HomePHP Page 2 - Performing Inferential Statistical Analysis with PHP
Overview of Statistical Comparison - PHP
Statistics aren't just for Excel spreadsheets anymore. If you've been wondering how to use PHP to help you do a basic statistical analysis, keep reading. In this article you'll learn how to use PHP to help you compare data sets.
In strict statistical literature, all samples must be gathered at random to avoid bias, which can pollute the results. For example, say you are conducting a study of whether your campaign efforts have improved your website's traffic. A suitable comparison could be to take daily traffic from your website at random during one month (say 15 days) before the your campaign, and do the same for one month after you've implemented the actions you're taking for your campaign (also 15 random days). Then you can use inferential statistical techniques to analyze your data and arrive at a conclusion.
One of the most popular of these techniques is called the Student T- test. It is a method of comparing the means of two data samples taken from a random sampling. Theoretically it is defined in T-value as:
T = (average of x – average of y) / (Square root ((Variance of x/Nx) + (Variance of y/Ny)))
It looks complex, doesn't it? This is why we need to find simple ways to automate the comparison of data online. Without PHP, things can get pretty complicated.
A short principle is that once the T-value has been computed, it will be compared with the T-critical value that determines whether the two compared samples are the same, or different.

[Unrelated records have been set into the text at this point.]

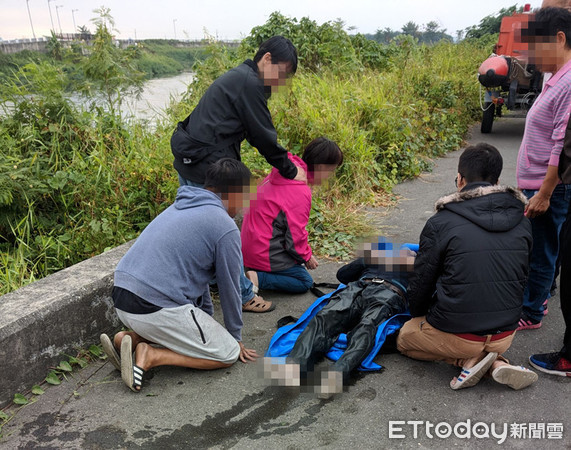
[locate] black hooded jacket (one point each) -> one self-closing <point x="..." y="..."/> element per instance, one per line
<point x="473" y="261"/>
<point x="232" y="109"/>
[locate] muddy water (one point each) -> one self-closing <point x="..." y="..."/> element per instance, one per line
<point x="157" y="95"/>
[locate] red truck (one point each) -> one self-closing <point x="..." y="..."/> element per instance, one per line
<point x="507" y="77"/>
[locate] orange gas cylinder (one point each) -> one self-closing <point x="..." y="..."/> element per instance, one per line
<point x="494" y="71"/>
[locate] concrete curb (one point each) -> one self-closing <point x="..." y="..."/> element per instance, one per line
<point x="45" y="320"/>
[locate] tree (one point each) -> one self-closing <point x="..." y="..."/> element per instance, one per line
<point x="54" y="46"/>
<point x="411" y="29"/>
<point x="433" y="33"/>
<point x="111" y="71"/>
<point x="385" y="35"/>
<point x="85" y="34"/>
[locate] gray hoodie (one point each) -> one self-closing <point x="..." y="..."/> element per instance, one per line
<point x="181" y="250"/>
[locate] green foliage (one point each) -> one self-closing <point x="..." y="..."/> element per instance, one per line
<point x="108" y="70"/>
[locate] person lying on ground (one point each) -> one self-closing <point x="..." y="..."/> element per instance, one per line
<point x="274" y="236"/>
<point x="161" y="287"/>
<point x="375" y="291"/>
<point x="466" y="292"/>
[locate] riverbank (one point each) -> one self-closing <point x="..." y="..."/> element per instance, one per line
<point x="231" y="408"/>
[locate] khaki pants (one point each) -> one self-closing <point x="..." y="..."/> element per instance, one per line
<point x="419" y="340"/>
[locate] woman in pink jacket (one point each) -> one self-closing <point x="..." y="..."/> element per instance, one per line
<point x="274" y="237"/>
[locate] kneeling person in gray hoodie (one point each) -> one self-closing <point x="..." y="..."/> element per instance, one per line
<point x="161" y="286"/>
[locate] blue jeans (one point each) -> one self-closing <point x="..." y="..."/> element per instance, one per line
<point x="545" y="230"/>
<point x="246" y="286"/>
<point x="296" y="280"/>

In the above formula, the x and y variables signify the two samples. Then Nx is the number of data available in sample x, and same idea applies with Ny.
Variance is the square of the standard deviation, based on classic statistical literature.
The basic strategy is to compute the descriptive statistics (average and variance) first. Once these data are available, the T-value can be computed, which will then be compared with a T-critical value.
The T-critical value depends on the percentage of confidence level and degrees of freedom. The percentage of confidence level measures the confidence of the results. A 95% confidence level (industry standard level) means you are allowing 5% error in your results.